6. ‘The Future Is Mental Wellness’: “Depression and anxiety are skyrocketing” and, according to the World Health Organisation, by 2030, the former will be the number one global health issue – outranking even obesity. Because of this, the GWS said more ‘healthy mind’ approaches to wellness will upturn in the coming years. Wellness retreats and spas are adding neuroscientists and psychotherapists (such as in London’s ESPA Life at Corinthia Hotel), for example. Meditation is now mainstream and is spawning creative new offshoots (think dream and floating meditation). New part-mind, part-body workout brands and apps that track one’s mental state will also continue to grow.

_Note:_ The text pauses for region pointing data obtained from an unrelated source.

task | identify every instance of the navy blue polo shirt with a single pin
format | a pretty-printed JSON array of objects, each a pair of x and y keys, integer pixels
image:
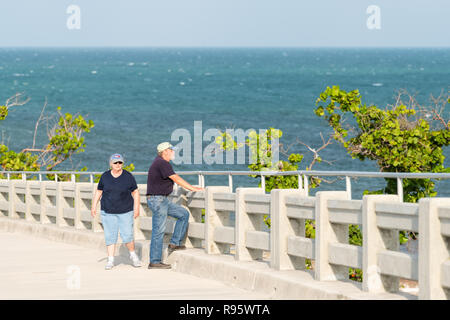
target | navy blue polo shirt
[
  {"x": 158, "y": 181},
  {"x": 116, "y": 196}
]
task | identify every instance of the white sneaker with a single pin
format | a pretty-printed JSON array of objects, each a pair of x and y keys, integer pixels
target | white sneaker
[
  {"x": 136, "y": 262},
  {"x": 109, "y": 265}
]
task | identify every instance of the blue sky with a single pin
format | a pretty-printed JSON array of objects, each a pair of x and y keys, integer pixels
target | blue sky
[{"x": 226, "y": 23}]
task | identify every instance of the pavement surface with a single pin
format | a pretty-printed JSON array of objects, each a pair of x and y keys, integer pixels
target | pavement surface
[{"x": 37, "y": 268}]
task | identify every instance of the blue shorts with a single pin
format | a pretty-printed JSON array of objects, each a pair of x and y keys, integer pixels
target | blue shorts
[{"x": 115, "y": 222}]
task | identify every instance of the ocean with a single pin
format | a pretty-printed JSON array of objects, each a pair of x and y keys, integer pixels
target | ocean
[{"x": 137, "y": 97}]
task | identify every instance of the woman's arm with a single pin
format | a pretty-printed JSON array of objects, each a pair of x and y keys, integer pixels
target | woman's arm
[{"x": 97, "y": 196}]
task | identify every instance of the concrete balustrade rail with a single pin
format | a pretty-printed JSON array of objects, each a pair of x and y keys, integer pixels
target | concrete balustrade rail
[{"x": 232, "y": 223}]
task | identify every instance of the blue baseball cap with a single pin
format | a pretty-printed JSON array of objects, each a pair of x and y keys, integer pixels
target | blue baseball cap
[{"x": 116, "y": 157}]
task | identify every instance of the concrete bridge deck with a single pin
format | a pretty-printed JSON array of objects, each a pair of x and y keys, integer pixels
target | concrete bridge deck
[
  {"x": 41, "y": 262},
  {"x": 37, "y": 268}
]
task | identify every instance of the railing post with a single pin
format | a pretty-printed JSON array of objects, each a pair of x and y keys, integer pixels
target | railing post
[
  {"x": 400, "y": 189},
  {"x": 327, "y": 233},
  {"x": 28, "y": 196},
  {"x": 12, "y": 200},
  {"x": 244, "y": 223},
  {"x": 305, "y": 184},
  {"x": 433, "y": 250},
  {"x": 348, "y": 187},
  {"x": 44, "y": 219},
  {"x": 280, "y": 230},
  {"x": 97, "y": 221},
  {"x": 376, "y": 240},
  {"x": 60, "y": 221},
  {"x": 78, "y": 224},
  {"x": 212, "y": 220}
]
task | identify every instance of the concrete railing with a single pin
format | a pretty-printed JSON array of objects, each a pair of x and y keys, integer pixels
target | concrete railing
[{"x": 225, "y": 222}]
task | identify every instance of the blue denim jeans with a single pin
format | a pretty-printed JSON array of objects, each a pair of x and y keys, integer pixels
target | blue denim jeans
[{"x": 162, "y": 207}]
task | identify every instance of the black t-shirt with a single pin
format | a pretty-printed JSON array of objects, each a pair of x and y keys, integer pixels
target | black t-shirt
[
  {"x": 158, "y": 181},
  {"x": 116, "y": 196}
]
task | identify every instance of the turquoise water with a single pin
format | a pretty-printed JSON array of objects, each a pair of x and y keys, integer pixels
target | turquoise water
[{"x": 138, "y": 97}]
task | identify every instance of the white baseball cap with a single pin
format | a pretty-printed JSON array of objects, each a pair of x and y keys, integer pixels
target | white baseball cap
[{"x": 164, "y": 145}]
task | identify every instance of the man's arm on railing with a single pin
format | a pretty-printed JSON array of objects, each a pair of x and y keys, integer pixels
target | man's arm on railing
[
  {"x": 183, "y": 183},
  {"x": 136, "y": 206},
  {"x": 97, "y": 196}
]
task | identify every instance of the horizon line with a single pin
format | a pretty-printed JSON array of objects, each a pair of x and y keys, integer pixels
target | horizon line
[{"x": 224, "y": 47}]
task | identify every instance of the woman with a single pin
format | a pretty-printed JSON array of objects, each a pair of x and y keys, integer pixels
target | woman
[{"x": 119, "y": 195}]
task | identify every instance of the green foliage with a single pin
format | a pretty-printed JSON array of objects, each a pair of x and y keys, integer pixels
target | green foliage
[
  {"x": 396, "y": 140},
  {"x": 65, "y": 139},
  {"x": 68, "y": 139},
  {"x": 3, "y": 112},
  {"x": 13, "y": 161},
  {"x": 260, "y": 146}
]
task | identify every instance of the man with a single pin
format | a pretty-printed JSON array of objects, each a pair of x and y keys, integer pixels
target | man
[{"x": 161, "y": 178}]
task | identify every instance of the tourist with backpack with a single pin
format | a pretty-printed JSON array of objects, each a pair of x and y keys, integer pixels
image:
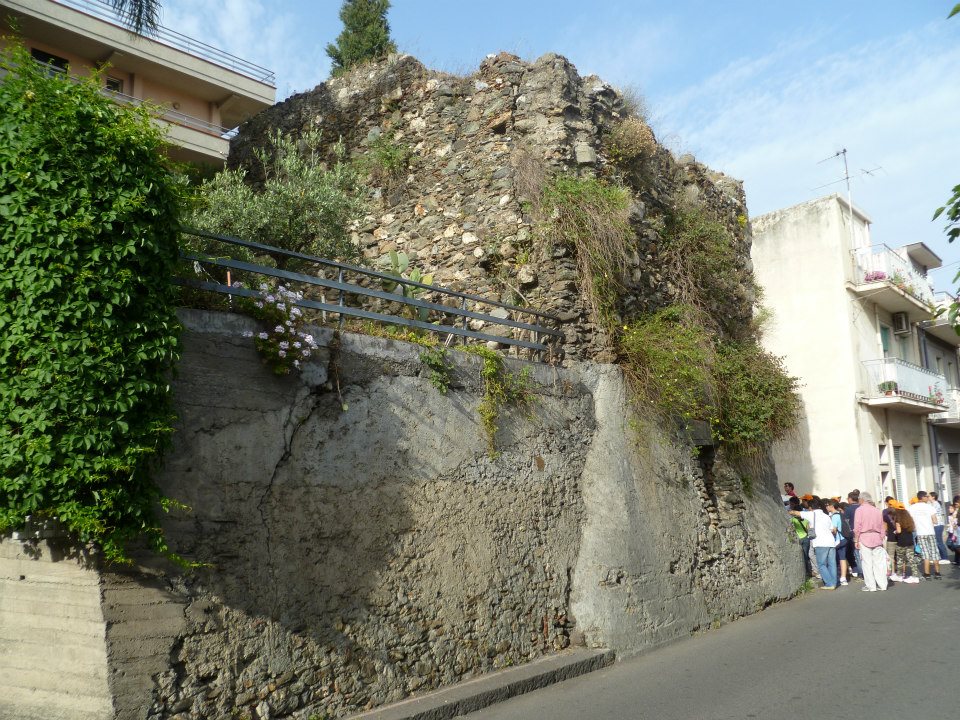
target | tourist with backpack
[
  {"x": 869, "y": 537},
  {"x": 800, "y": 527},
  {"x": 837, "y": 521},
  {"x": 823, "y": 541}
]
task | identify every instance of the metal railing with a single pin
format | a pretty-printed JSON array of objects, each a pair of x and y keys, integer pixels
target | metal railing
[
  {"x": 952, "y": 398},
  {"x": 540, "y": 334},
  {"x": 175, "y": 116},
  {"x": 898, "y": 378},
  {"x": 943, "y": 299},
  {"x": 878, "y": 263},
  {"x": 171, "y": 38}
]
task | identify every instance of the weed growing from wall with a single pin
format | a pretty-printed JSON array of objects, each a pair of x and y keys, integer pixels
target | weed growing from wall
[
  {"x": 501, "y": 388},
  {"x": 592, "y": 217},
  {"x": 680, "y": 367},
  {"x": 89, "y": 212},
  {"x": 629, "y": 141},
  {"x": 668, "y": 356},
  {"x": 386, "y": 160},
  {"x": 284, "y": 344},
  {"x": 699, "y": 257},
  {"x": 757, "y": 400},
  {"x": 439, "y": 366},
  {"x": 304, "y": 205}
]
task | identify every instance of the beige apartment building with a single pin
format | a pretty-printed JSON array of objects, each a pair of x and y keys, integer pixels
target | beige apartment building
[
  {"x": 856, "y": 322},
  {"x": 203, "y": 93}
]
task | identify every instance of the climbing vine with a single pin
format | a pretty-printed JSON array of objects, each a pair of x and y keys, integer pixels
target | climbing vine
[{"x": 88, "y": 217}]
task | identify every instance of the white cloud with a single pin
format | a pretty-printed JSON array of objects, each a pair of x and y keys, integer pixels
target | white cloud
[
  {"x": 259, "y": 32},
  {"x": 893, "y": 104}
]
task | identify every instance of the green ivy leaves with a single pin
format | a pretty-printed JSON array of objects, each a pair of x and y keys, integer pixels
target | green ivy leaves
[{"x": 88, "y": 212}]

7. ‘Embracing the C-Word’: “The wellness world is waking up to the needs of a surprisingly underserved population: cancer patients,” Ellis said. One need look no further than Julie Bach’s pioneering ‘Wellness for Cancer’ programme and wellness companies and spas are now trained to deliver comfort and dignity to those dealing with cancer. ESPA’s ‘Nurture and Support’ programme and Natura Bissé’s ‘oncological aesthetics,’ as well as Two Bunch Palms’s ‘Mindful Touch Massage,’ are all good examples of new wellness mechanisms for cancer patients.
8. ‘Beyond the Ghettos of Wellness’: The wellness industry has become rather narrowly associated with rich elites, but that is starting to change. More wellness businesses will give back to the 99 per cent, like the aptly named ‘Yoga Gives Back,’ which helps poor women in India, or Newfoundland’s Fogo Island Inn, where every all profit goes back to its economically-challenged island community. A ‘Wellness Tourism 2.0’ will rise, the GWS predicts, with a development model that thinks beyond the property and moves to creating whole towns, regions and even nations with a comprehensive wellness vision. Low-cost wellness is most definitely a part of this democratisation and more affordable healthy supermarkets and spa chains will continue to burgeon.